Así, conocemos a Arthur desde sus primeras pruebas con el club de su localidad hasta que es fichado por el primer equipo y se convierte en profesional. Pronto comenzará a destacar y a acariciar ese éxito que tanto había ansiado. Una nueva vida que le permitirá forjar ese futuro alejado de la, según él, triste y limitada vida de sus padres, capaz de comprar todo lo que se le antoja y disfrutar de esa fama que tanto le ha costado conseguir. Hasta que su deslumbrante camino se cruza con el de la señora Hammond, viuda de un trabajador de su misma fábrica que perdió la vida en un accidente. Dispuesto a no gastarse demasiado dinero en una casa, decide vivir de alquiler en la de ella, pero ese cruce de vidas provocará una explosión en las aspiraciones del protagonista. Resulta que, al parecer, no puede conseguir todo lo que se propone.

A través del relato el autor enfrenta al lector al lado más cruel y frío de la realidad. Mientras encumbra a su protagonista de galones y caprichos, nos muestra a través de lo que cuenta y, especialmente, de lo que no cuenta, que la vida es mucho más que los halagos de este o aquel o que la fama forjada en el terreno de juego. Lo más curioso de la novela es que, pese a estar retratando una época, no acude a sesudas descripciones o continuas referencias.
Quizás por su alma de dramaturgo, el autor compone la novela de escenas más cercanas al costumbrismo, pero un costumbrismo austero, con diálogos sencillos pero cargados de emoción y sentido. Los puntos clave de la novela, aquellos sobre los que pilota toda la trama, son los diálogos entre la señora Hammond y el propio Arthur, momentos en los que Storey enfrenta dos formas muy distintas de entender la vida.
No se debe olvidar que los 60 fueron los años en los que se popularizó la expresión “irse de tiendas”, los años en los que la moda se apoderó de Inglaterra y tus posesiones comenzaban a definirte como individuo. Una sociedad en la que tener un Jaguar te hacía ser alguien (¿les suena?), y en la que el personaje de la señora Hammond se alza como el único asidero a la realidad, un ancla que es incapaz de echar para no dejarse llevar por ese torrente de fama y dinero en el que le envuelven las victorias deportivas.

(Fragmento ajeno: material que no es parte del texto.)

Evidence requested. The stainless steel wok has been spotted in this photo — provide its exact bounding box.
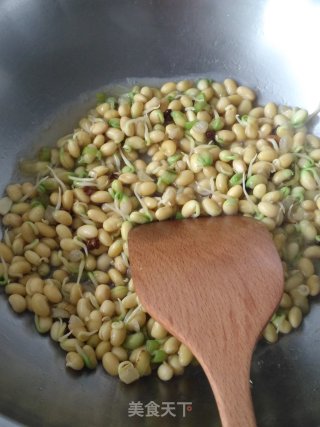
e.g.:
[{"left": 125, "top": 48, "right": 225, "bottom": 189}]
[{"left": 0, "top": 0, "right": 320, "bottom": 427}]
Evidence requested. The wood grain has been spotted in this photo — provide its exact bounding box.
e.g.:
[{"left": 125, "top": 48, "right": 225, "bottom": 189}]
[{"left": 129, "top": 216, "right": 283, "bottom": 427}]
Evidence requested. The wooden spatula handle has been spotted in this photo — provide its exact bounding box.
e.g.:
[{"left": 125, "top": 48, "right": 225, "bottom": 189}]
[{"left": 204, "top": 356, "right": 256, "bottom": 427}]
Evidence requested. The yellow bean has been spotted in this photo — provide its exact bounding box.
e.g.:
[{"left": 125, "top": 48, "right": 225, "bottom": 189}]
[
  {"left": 102, "top": 352, "right": 119, "bottom": 376},
  {"left": 8, "top": 294, "right": 27, "bottom": 313},
  {"left": 31, "top": 293, "right": 51, "bottom": 317}
]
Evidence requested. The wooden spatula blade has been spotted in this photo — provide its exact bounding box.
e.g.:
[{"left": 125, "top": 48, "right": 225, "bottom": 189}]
[{"left": 129, "top": 217, "right": 283, "bottom": 427}]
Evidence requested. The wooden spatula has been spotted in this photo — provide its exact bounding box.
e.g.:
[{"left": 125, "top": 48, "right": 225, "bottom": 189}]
[{"left": 129, "top": 216, "right": 283, "bottom": 427}]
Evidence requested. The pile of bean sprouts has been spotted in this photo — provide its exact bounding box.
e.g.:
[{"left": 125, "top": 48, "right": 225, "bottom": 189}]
[{"left": 0, "top": 79, "right": 320, "bottom": 384}]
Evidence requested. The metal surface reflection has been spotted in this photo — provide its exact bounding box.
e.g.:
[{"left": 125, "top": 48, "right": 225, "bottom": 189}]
[
  {"left": 0, "top": 0, "right": 320, "bottom": 427},
  {"left": 262, "top": 0, "right": 320, "bottom": 109}
]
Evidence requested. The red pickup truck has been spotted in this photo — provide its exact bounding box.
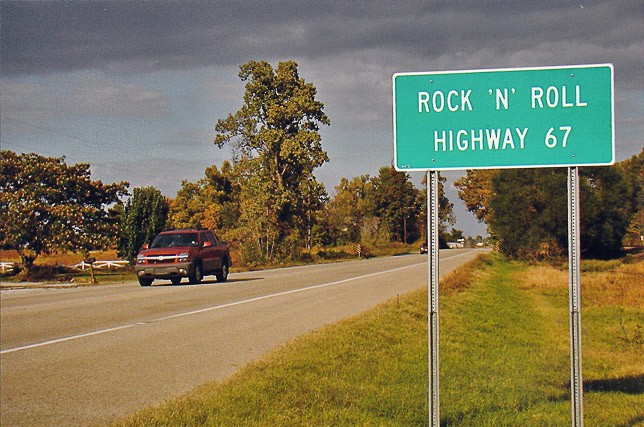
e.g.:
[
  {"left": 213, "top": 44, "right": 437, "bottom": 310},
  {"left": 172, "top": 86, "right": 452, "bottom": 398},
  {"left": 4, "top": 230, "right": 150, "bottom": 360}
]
[{"left": 134, "top": 229, "right": 232, "bottom": 286}]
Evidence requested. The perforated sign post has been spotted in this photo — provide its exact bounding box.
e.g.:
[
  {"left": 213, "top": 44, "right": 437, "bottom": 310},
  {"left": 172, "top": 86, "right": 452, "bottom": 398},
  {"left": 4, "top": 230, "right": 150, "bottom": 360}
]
[{"left": 393, "top": 64, "right": 615, "bottom": 426}]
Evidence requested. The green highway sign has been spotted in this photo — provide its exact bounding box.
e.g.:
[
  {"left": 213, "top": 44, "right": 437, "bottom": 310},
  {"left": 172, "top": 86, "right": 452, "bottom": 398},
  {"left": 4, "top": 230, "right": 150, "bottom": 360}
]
[{"left": 393, "top": 64, "right": 615, "bottom": 171}]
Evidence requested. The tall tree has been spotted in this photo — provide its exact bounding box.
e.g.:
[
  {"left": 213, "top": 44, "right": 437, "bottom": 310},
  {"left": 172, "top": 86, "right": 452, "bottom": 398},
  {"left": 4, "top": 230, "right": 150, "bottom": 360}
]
[
  {"left": 327, "top": 175, "right": 373, "bottom": 244},
  {"left": 0, "top": 150, "right": 128, "bottom": 275},
  {"left": 118, "top": 187, "right": 170, "bottom": 260},
  {"left": 170, "top": 161, "right": 238, "bottom": 234},
  {"left": 215, "top": 61, "right": 330, "bottom": 247},
  {"left": 454, "top": 169, "right": 499, "bottom": 226}
]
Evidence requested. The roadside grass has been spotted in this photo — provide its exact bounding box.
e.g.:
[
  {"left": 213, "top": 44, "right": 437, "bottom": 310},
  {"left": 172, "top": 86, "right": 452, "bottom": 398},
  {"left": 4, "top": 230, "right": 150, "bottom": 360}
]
[{"left": 116, "top": 254, "right": 644, "bottom": 426}]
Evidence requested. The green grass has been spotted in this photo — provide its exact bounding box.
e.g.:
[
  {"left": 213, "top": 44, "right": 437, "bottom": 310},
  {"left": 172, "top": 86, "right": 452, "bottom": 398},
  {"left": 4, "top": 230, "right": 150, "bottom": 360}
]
[{"left": 113, "top": 256, "right": 644, "bottom": 426}]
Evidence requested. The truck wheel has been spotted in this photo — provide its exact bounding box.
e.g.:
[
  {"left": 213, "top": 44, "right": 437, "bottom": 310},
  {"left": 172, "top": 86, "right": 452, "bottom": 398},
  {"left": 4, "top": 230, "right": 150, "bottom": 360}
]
[
  {"left": 139, "top": 277, "right": 154, "bottom": 286},
  {"left": 188, "top": 264, "right": 203, "bottom": 285},
  {"left": 215, "top": 260, "right": 228, "bottom": 282}
]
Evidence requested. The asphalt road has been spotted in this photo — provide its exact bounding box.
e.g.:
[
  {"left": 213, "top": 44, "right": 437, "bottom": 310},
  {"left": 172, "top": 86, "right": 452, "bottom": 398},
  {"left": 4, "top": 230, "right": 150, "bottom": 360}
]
[{"left": 0, "top": 250, "right": 478, "bottom": 426}]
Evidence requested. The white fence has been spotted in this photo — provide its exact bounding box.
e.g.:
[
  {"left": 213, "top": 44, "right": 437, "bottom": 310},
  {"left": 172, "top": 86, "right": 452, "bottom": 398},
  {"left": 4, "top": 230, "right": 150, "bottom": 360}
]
[{"left": 0, "top": 260, "right": 130, "bottom": 274}]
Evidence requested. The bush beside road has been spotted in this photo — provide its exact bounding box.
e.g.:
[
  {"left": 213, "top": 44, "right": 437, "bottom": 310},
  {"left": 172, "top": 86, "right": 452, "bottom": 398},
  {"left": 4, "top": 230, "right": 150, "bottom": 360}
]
[{"left": 117, "top": 255, "right": 644, "bottom": 426}]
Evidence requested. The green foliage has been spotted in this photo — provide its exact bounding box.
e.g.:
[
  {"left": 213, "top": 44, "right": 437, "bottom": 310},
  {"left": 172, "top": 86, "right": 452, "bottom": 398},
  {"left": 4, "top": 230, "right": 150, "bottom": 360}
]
[
  {"left": 118, "top": 187, "right": 170, "bottom": 260},
  {"left": 170, "top": 161, "right": 238, "bottom": 234},
  {"left": 0, "top": 151, "right": 128, "bottom": 274},
  {"left": 371, "top": 166, "right": 422, "bottom": 243},
  {"left": 215, "top": 61, "right": 330, "bottom": 259},
  {"left": 326, "top": 175, "right": 373, "bottom": 245},
  {"left": 488, "top": 167, "right": 632, "bottom": 260}
]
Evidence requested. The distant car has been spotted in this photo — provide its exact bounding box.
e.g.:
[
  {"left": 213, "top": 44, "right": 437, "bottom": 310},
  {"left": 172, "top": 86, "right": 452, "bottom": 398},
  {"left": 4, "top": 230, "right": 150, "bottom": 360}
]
[{"left": 134, "top": 229, "right": 232, "bottom": 286}]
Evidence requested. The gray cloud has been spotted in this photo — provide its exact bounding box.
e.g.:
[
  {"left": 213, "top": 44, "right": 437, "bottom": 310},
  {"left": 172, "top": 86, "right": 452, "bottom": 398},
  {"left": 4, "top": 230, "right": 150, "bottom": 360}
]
[{"left": 0, "top": 73, "right": 169, "bottom": 119}]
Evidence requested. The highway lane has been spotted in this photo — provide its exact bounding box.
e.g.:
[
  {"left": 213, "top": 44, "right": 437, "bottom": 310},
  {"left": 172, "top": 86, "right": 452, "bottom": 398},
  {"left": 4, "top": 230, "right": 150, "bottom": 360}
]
[{"left": 0, "top": 250, "right": 478, "bottom": 425}]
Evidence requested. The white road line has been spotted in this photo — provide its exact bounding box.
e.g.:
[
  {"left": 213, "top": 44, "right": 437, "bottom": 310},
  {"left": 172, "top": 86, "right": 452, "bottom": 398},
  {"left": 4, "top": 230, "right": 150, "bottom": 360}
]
[{"left": 0, "top": 262, "right": 436, "bottom": 355}]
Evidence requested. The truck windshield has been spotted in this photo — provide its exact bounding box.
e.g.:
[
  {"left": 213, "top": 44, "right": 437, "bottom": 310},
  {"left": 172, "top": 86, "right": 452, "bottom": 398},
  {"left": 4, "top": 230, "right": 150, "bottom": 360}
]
[{"left": 150, "top": 233, "right": 199, "bottom": 248}]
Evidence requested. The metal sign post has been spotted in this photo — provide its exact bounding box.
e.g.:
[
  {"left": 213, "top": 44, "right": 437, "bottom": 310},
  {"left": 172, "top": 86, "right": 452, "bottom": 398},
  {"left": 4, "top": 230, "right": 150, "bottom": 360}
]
[
  {"left": 427, "top": 171, "right": 440, "bottom": 427},
  {"left": 392, "top": 64, "right": 615, "bottom": 427},
  {"left": 568, "top": 167, "right": 584, "bottom": 427}
]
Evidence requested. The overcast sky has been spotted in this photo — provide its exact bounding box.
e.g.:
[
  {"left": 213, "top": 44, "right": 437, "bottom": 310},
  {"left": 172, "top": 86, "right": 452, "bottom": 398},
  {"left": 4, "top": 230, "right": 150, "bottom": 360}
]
[{"left": 0, "top": 0, "right": 644, "bottom": 235}]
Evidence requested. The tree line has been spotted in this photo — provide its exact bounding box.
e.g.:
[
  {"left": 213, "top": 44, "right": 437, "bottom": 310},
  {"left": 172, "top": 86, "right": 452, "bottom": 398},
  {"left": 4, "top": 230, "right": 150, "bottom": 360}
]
[{"left": 0, "top": 61, "right": 643, "bottom": 278}]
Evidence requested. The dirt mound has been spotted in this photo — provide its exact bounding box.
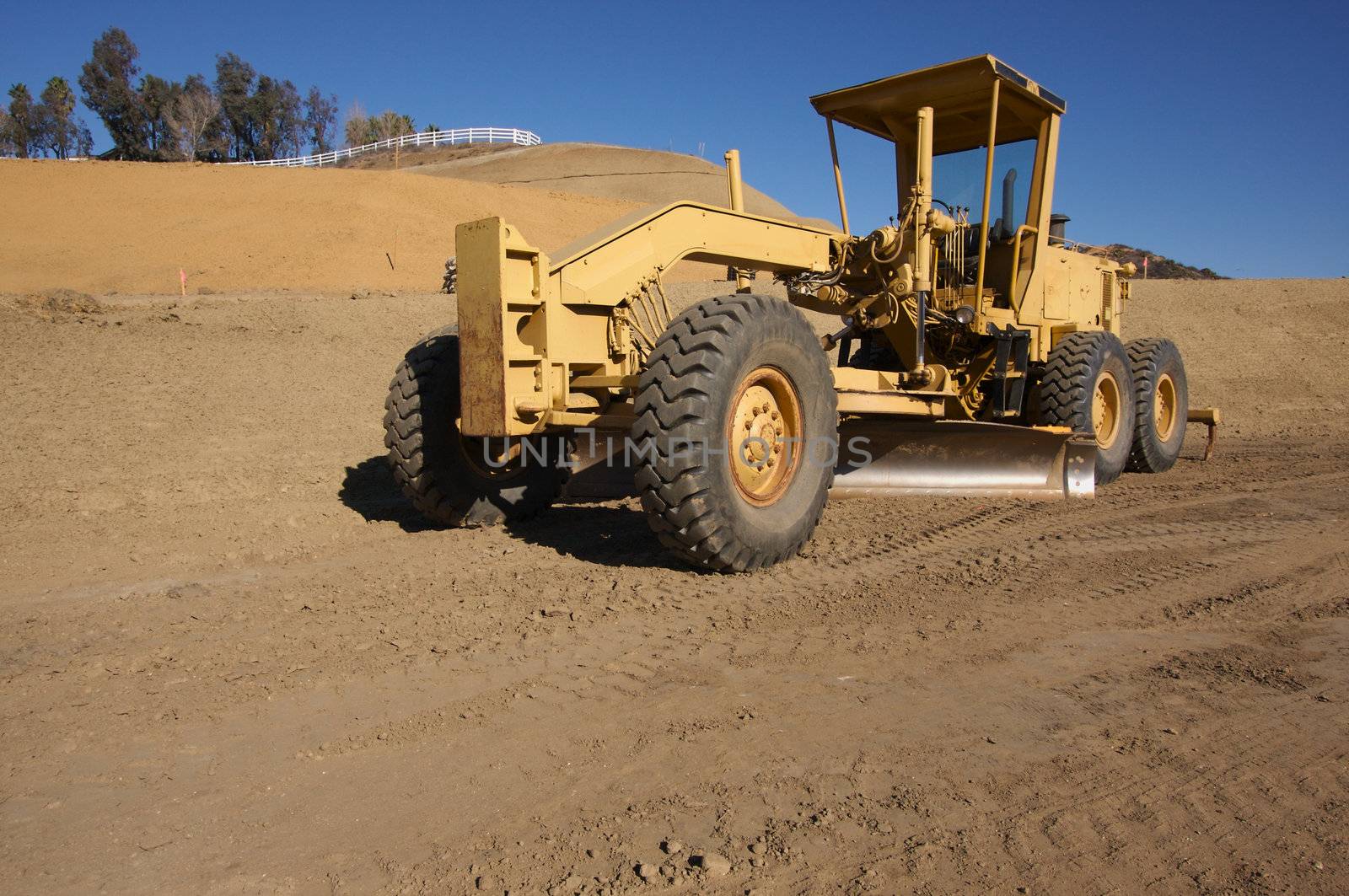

Resulta brillante como el autor, a pesar de ese estilo austero antes mencionado, construye las escenas de una manera casi plástica, de forma que consigues sentir ese césped del campo, el sudor de los partidos, la sangre que brota de las narices al romperse, la dureza del juego y de la época. ¿Te convierte en alguien copar las portadas de los periódicos, o solo eres un peón en un juego de burgueses? La desubicación constante del protagonista, incapaz de entender quiénes son sus amigos y quiénes sus enemigos, borracho de éxito y a su vez tan solo, es el gran trasfondo de la historia.
Esa es la verdadera lucha, el verdadero partido que juega nuestro protagonista, un hijo de ferroviario que descubrirá que, aunque digan que la sociedad avanza, se moderniza y se adorna, siempre suele dejar atrás a los mismos. Una lección que con su propia tragedia tratará de explicarle una señora Hammond que permite al autor esbozar la pura crueldad de una vida que parece empeñada en cebarse con algunos.
Así, como si de un partido de rugby se tratase, la lectura de El ingenuo salvaje es una abstracción de la realidad, un viaje a otro lugar y a otra época a sabiendas de que el relato parece repetirse de nuevo. En el documental ‘El espíritu del 45’ de Ken Loach, un exminero explica que “al final el sueño se cumplirá y tomaremos el control de nuestras vidas”. Esa es la gran odisea de Arthur Machin y la de todos. Al final, siempre se trata de eso.